麦茶の歴史
Q 麦茶の原料となる大麦は、いつごろ日本に来たんですか。
A 大麦と人類のかかわりは大変古く、今からおよそ1万3千年前に、イラン、イラク、チグリスユーフラテス、インダス川流域の古代文明発祥地で、栽培されていたことが知られています。
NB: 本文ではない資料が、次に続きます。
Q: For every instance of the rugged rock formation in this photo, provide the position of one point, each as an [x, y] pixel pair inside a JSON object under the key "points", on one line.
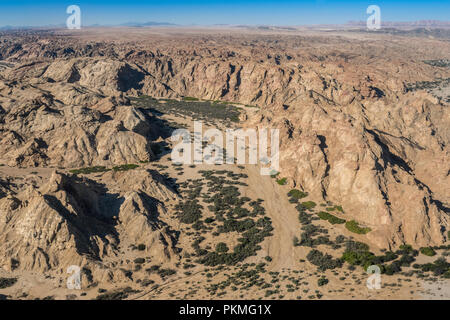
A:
{"points": [[352, 132], [77, 221]]}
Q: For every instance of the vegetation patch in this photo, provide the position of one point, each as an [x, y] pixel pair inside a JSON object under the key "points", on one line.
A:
{"points": [[125, 167], [330, 218], [7, 282], [297, 194], [89, 170], [354, 227], [428, 251]]}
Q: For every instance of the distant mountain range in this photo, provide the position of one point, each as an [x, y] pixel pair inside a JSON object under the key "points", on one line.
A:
{"points": [[147, 24], [419, 23]]}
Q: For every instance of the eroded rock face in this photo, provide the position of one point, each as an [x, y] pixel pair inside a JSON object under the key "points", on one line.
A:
{"points": [[351, 132], [77, 221]]}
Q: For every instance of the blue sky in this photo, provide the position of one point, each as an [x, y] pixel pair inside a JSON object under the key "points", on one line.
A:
{"points": [[207, 12]]}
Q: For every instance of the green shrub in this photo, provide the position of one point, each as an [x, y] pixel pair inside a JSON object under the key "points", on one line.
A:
{"points": [[428, 251], [330, 218], [297, 194], [308, 205], [7, 282], [125, 167], [322, 281], [190, 99], [355, 228], [221, 247], [89, 170], [323, 261], [139, 260]]}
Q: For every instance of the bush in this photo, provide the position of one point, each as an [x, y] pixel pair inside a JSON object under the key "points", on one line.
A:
{"points": [[89, 170], [330, 218], [355, 228], [221, 247], [7, 282], [323, 261], [297, 194], [428, 251], [308, 205], [139, 260], [125, 167], [322, 281]]}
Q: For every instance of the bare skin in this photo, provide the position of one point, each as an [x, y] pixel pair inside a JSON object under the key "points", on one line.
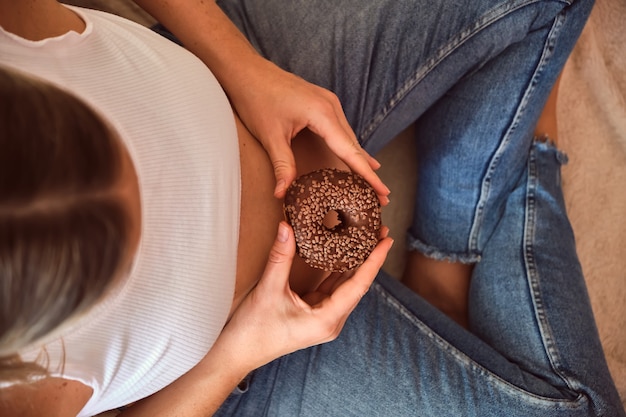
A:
{"points": [[261, 212], [446, 284]]}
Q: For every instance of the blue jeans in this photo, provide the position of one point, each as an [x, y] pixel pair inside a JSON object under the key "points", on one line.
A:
{"points": [[533, 349], [473, 77]]}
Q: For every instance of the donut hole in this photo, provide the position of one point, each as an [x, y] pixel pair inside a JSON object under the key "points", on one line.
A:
{"points": [[332, 219]]}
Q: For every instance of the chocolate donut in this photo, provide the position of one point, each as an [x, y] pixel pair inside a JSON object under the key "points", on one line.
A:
{"points": [[309, 202]]}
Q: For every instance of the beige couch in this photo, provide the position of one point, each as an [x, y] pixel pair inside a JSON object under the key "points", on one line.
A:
{"points": [[592, 122]]}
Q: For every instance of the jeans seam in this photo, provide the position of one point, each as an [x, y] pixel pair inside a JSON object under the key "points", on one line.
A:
{"points": [[467, 362], [489, 18], [532, 272], [485, 192]]}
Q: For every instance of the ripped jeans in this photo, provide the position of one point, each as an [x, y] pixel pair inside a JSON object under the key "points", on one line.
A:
{"points": [[533, 350], [473, 77]]}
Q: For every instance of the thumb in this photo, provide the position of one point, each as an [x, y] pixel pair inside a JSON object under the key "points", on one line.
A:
{"points": [[280, 257]]}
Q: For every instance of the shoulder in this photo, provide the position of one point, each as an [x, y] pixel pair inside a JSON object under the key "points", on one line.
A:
{"points": [[54, 397]]}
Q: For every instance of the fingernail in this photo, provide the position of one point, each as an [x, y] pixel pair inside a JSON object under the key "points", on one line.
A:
{"points": [[283, 232], [279, 187]]}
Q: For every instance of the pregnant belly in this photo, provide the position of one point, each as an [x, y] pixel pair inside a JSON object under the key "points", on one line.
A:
{"points": [[261, 211]]}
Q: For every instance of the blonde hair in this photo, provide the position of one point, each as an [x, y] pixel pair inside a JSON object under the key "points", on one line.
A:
{"points": [[63, 229]]}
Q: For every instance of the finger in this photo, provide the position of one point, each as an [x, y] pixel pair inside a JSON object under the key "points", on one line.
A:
{"points": [[280, 258], [374, 164], [344, 144], [348, 294], [284, 164]]}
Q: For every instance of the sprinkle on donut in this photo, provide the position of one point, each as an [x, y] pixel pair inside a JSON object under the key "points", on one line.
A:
{"points": [[339, 247]]}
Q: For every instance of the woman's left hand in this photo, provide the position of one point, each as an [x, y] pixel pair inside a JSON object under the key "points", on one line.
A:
{"points": [[273, 321]]}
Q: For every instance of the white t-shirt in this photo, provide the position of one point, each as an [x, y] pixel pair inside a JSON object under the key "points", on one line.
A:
{"points": [[181, 133]]}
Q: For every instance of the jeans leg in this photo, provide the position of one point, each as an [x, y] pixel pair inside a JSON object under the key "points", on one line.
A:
{"points": [[473, 142], [474, 75], [535, 351]]}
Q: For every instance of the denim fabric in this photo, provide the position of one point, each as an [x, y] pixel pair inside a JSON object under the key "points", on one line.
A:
{"points": [[533, 349], [475, 77]]}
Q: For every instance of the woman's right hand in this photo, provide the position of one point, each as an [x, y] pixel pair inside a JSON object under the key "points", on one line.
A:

日本には、縄文期の末期、今から2500年ほど前に、栽培植物として伝播し、広く全国にひろがったと考えられています。

麦湯店イラスト Q
日本で大麦が麦茶として飲まれるようになったのは、
いつごろからですか。
A わが国では、はやくから大麦を炒って飲料にする風習がありました。緑茶の普及するはるか以前で、戦国の武将たちも好んで愛飲していたと伝えられています。江戸時代末期になると、麦茶は、町人衆の気軽な飲み物、お茶がわりとして商品化され今でいう喫茶店のような「麦湯店」なるものが出て、大いに繁盛したようです。人びとは縁台に座って麦茶を楽しみ、話に花を咲かせたことでしょう。明治になってからも、上野・浅草・両国などの下町では、夕方から夜中まで「むぎゆ」と書いた行燈が通りに立ちならび庶民の憩いの場になっていました。以来、親から子へ、子から孫へと親しまれ、私たちの暮らしの中にしっかりと定着しました。